Meta, meanwhile, is investing $10 billion in a Louisiana AI data center, projected to be among the world's largest once operational. Microsoft continues its Fairwater buildout, while global projections from S&P Global estimate U.S. data center demand reaching 75.8 GW in 2026 and 108 GW by 2028.
Broader Implications and Caveats
This data center arms race represents one of history's largest infrastructure endeavors, with Big Tech - Meta, Alphabet (Google), Amazon, and Microsoft - poised to pour over $750 billion into AI over the next two years. Globally, 10 GW of new capacity is expected to break ground in 2025, with AI driving 33% of worldwide data center usage.

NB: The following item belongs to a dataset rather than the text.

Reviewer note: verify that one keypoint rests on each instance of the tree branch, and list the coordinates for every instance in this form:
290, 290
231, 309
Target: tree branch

Yet, challenges loom: power grid strains, funding uncertainties (data center deals hit $61 billion in 2025 amid investor concerns), and environmental impacts. Epoch AI's hub notes its incompleteness, emphasizing U.S. focus and reliance on public data, which may delay or overlook shifts.
As Gostev's timeline illustrates, 2026 marks a tipping point with massive capacity influxes, but OpenAI's long-term edge hinges on execution. Skeptics question if all plans will materialize, given supply chain hurdles and regulatory scrutiny. Nonetheless, this tracker and visualizations like Gostev's demystify the opaque world of AI compute, revealing a future where power - literally - defines progress.